Rob Enderle, analyst

“With any new technology there is a learning curve and services like AWS require massive numbers of users before the related effort become financially material,” said Enderle. “Initially ML was simply too difficult and relatively restrictive for this to be practical but as this capability moved into broad use understanding increased and the ability to create more easily learned tools became viable.”

Those initial efforts are now becoming a race to grow those numbers and AWS does not want to lose that race, said Enderle. “As a result, much of the early focus is on making the path to learning attractive and easy and that is what AWS is doing here – they are first working on rapidly building a foundation of users before some other tool or service can capture the coming larger wave of users.

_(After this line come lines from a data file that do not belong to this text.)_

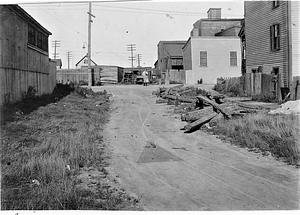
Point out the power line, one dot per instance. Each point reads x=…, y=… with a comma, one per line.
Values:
x=84, y=36
x=69, y=56
x=139, y=58
x=131, y=48
x=55, y=44
x=84, y=2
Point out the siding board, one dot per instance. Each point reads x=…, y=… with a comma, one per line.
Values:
x=259, y=16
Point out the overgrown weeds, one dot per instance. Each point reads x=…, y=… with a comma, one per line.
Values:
x=43, y=153
x=31, y=102
x=275, y=134
x=269, y=97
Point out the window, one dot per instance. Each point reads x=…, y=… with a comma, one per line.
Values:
x=275, y=3
x=37, y=38
x=203, y=58
x=31, y=35
x=275, y=37
x=233, y=58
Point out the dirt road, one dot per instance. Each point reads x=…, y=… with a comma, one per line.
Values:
x=172, y=170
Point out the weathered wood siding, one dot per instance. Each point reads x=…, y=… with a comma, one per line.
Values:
x=21, y=66
x=112, y=74
x=178, y=76
x=15, y=83
x=259, y=16
x=295, y=33
x=295, y=90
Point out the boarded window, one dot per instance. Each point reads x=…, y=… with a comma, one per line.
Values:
x=203, y=58
x=275, y=37
x=275, y=3
x=31, y=35
x=37, y=38
x=233, y=58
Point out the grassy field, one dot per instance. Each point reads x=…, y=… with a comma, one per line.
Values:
x=275, y=134
x=44, y=151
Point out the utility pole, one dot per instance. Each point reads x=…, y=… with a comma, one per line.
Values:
x=139, y=56
x=89, y=42
x=55, y=43
x=131, y=48
x=69, y=56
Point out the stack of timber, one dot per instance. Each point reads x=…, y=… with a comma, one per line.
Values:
x=199, y=107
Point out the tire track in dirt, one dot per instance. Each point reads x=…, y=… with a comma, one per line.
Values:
x=223, y=165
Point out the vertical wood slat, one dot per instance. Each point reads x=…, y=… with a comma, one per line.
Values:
x=16, y=82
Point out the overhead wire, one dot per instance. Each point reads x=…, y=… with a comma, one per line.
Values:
x=85, y=36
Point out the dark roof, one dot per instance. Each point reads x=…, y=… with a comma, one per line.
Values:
x=213, y=8
x=24, y=15
x=222, y=19
x=85, y=56
x=58, y=62
x=173, y=48
x=227, y=29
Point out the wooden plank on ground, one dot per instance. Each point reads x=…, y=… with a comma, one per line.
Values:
x=249, y=106
x=196, y=125
x=226, y=113
x=160, y=101
x=195, y=115
x=181, y=99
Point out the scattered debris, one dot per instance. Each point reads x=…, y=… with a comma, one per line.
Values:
x=290, y=107
x=36, y=182
x=199, y=107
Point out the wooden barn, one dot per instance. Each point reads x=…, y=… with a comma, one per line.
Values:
x=100, y=75
x=24, y=56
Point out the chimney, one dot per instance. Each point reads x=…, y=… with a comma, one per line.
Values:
x=214, y=13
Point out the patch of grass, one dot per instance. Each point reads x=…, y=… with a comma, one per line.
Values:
x=265, y=98
x=51, y=145
x=231, y=90
x=277, y=134
x=31, y=102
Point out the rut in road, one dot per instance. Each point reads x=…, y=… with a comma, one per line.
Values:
x=230, y=185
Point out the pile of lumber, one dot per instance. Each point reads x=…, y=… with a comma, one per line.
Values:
x=198, y=107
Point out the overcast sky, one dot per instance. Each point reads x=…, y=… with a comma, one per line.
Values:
x=118, y=24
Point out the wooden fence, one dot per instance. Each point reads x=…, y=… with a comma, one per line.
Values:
x=103, y=74
x=15, y=83
x=262, y=84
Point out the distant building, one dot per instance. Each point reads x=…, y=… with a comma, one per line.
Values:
x=24, y=55
x=100, y=74
x=58, y=63
x=83, y=62
x=213, y=49
x=170, y=57
x=272, y=38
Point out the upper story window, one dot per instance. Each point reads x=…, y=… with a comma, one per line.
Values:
x=233, y=58
x=275, y=3
x=203, y=58
x=275, y=37
x=37, y=38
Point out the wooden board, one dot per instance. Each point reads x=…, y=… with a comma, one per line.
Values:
x=196, y=125
x=226, y=113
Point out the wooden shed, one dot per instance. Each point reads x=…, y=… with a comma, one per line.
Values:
x=100, y=75
x=24, y=56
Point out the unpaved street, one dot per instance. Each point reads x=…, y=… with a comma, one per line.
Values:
x=172, y=170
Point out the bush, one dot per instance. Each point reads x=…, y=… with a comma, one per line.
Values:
x=265, y=98
x=277, y=134
x=175, y=82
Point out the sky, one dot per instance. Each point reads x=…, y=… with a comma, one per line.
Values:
x=119, y=24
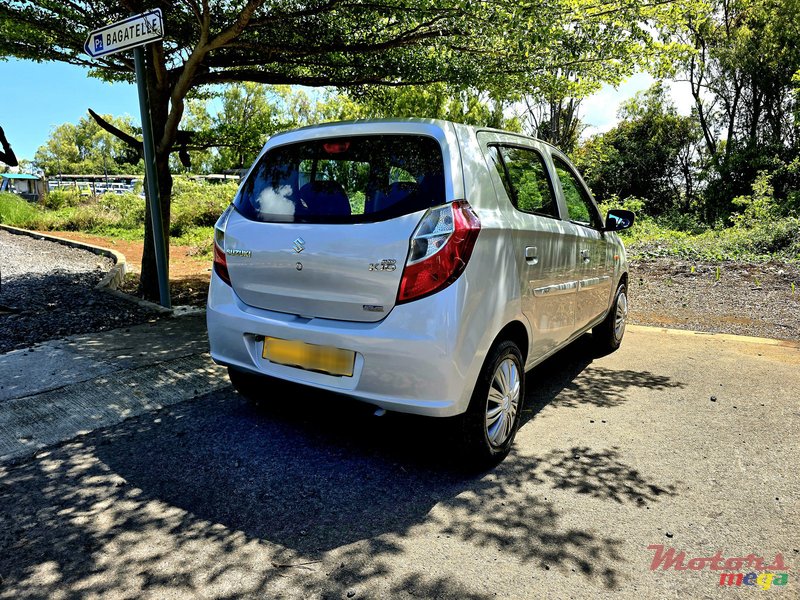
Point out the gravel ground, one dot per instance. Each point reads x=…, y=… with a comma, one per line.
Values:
x=754, y=299
x=47, y=292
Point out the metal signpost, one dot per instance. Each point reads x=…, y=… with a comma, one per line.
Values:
x=134, y=32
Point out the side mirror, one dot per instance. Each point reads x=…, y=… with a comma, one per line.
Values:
x=619, y=219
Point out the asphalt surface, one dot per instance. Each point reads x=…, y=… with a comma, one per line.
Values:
x=682, y=440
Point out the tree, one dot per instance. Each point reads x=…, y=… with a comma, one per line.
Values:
x=502, y=46
x=84, y=148
x=647, y=155
x=437, y=101
x=743, y=81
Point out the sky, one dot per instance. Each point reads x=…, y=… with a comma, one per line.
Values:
x=37, y=97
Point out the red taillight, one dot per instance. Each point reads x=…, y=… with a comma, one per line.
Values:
x=440, y=249
x=220, y=260
x=221, y=264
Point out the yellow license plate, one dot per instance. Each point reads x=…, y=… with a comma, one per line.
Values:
x=326, y=359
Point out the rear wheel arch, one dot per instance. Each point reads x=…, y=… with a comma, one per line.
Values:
x=516, y=332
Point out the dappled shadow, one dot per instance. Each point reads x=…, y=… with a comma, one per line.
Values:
x=568, y=379
x=600, y=474
x=83, y=357
x=313, y=500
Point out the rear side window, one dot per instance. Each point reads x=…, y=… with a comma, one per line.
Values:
x=579, y=205
x=345, y=180
x=526, y=181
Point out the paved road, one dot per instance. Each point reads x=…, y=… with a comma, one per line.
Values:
x=315, y=498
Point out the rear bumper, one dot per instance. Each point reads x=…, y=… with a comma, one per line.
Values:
x=406, y=362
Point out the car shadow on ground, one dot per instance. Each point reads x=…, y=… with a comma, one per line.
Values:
x=216, y=485
x=183, y=496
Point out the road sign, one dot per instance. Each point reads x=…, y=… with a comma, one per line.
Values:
x=133, y=31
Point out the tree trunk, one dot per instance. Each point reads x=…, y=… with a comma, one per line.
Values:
x=159, y=94
x=148, y=280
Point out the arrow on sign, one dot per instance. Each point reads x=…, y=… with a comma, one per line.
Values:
x=133, y=31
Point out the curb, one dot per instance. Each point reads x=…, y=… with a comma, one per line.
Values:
x=729, y=337
x=111, y=280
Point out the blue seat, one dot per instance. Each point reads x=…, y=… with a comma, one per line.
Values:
x=324, y=198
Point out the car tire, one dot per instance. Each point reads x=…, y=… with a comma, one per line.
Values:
x=608, y=335
x=492, y=419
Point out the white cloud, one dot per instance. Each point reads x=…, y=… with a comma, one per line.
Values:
x=599, y=111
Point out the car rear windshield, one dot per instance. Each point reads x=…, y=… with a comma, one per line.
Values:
x=344, y=180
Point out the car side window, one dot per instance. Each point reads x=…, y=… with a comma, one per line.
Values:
x=579, y=205
x=525, y=178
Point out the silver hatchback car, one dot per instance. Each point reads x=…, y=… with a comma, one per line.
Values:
x=420, y=266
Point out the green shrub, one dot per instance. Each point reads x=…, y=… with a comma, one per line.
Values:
x=198, y=204
x=129, y=208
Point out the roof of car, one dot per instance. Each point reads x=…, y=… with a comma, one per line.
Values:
x=436, y=122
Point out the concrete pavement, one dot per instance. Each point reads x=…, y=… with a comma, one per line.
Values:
x=56, y=390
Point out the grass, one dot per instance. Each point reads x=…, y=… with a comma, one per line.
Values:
x=196, y=206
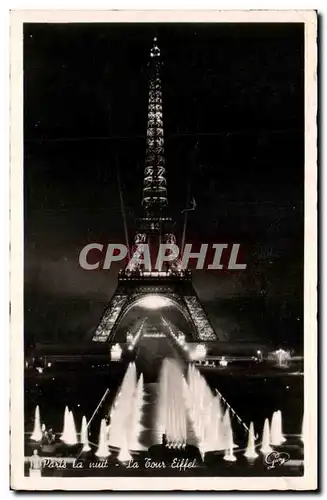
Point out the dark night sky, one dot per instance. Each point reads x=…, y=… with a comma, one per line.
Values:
x=237, y=91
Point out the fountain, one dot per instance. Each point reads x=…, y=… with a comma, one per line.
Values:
x=136, y=416
x=70, y=437
x=84, y=436
x=229, y=450
x=280, y=426
x=124, y=455
x=251, y=453
x=122, y=411
x=277, y=437
x=265, y=445
x=65, y=427
x=37, y=432
x=102, y=451
x=171, y=406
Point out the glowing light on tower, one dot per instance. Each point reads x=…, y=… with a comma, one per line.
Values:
x=37, y=432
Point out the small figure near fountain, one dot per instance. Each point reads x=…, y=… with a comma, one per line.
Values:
x=35, y=465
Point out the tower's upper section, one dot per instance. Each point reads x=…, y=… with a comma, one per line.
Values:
x=155, y=183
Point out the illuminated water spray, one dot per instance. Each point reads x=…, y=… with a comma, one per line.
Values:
x=37, y=432
x=265, y=445
x=250, y=452
x=84, y=436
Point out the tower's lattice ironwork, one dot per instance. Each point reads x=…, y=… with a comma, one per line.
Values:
x=155, y=227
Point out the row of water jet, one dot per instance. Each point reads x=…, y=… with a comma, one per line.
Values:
x=212, y=426
x=125, y=425
x=171, y=418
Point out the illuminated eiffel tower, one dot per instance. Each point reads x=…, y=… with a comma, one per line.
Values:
x=172, y=283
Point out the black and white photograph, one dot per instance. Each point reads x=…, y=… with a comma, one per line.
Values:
x=168, y=304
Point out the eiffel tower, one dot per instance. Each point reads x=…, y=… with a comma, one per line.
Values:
x=173, y=283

Microsoft, who at its core is a tools and platform company, likely represents the biggest threat domestically to AWS.”

With those threats in mind, AWS is “taking the extra step to make this training free, showcasing an unusual ability to sacrifice tactical short-term revenue in exchange for far larger long-term strategic advantage and profits,” said Enderle.

James Kobielus, analyst

Another analyst, James Kobielus, the senior research director for data communications and management at TDWI, a data analytics consultancy, agreed that Amazon SageMaker Canvas will be welcome addition for users. "What I like most about it is how nicely it converges MLOps and DataOps functionality into a very capable tool for the global enterprise market," he said. "The offering helps statistically astute non-data-scientists, such as business analysts, to automate data integration and cleansing, while automating the creation, training and evaluation of hundreds of ML models against that data. For any enterprise that keeps its cloud data in S3, Amazon Redshift, or Snowflake, and that has a short-staffed data science capability – which is most enterprises – this new offering will be highly attractive."

Similarly, AWS SageMaker Studio Lab is "a great on-ramp for citizen data scientists," said Kobielus. "Recognizing that the ML workbench market can't grow unless a new breed of self-taught data scientists emerges, AWS is making the right move in doing a public preview of the free-of-charge service offering Amazon SageMaker Studio Lab. What sweetens this offering is AWS throwing in all of the following: free access to cloud compute resources, CPU and GPU, free access to open-source deep-learning models, and free access to data science educational content."
In addition, AWS eliminating the need for users to have AWS accounts, provide credit card info or to know how to configure cloud resources will also expand the user pool for these products, he said.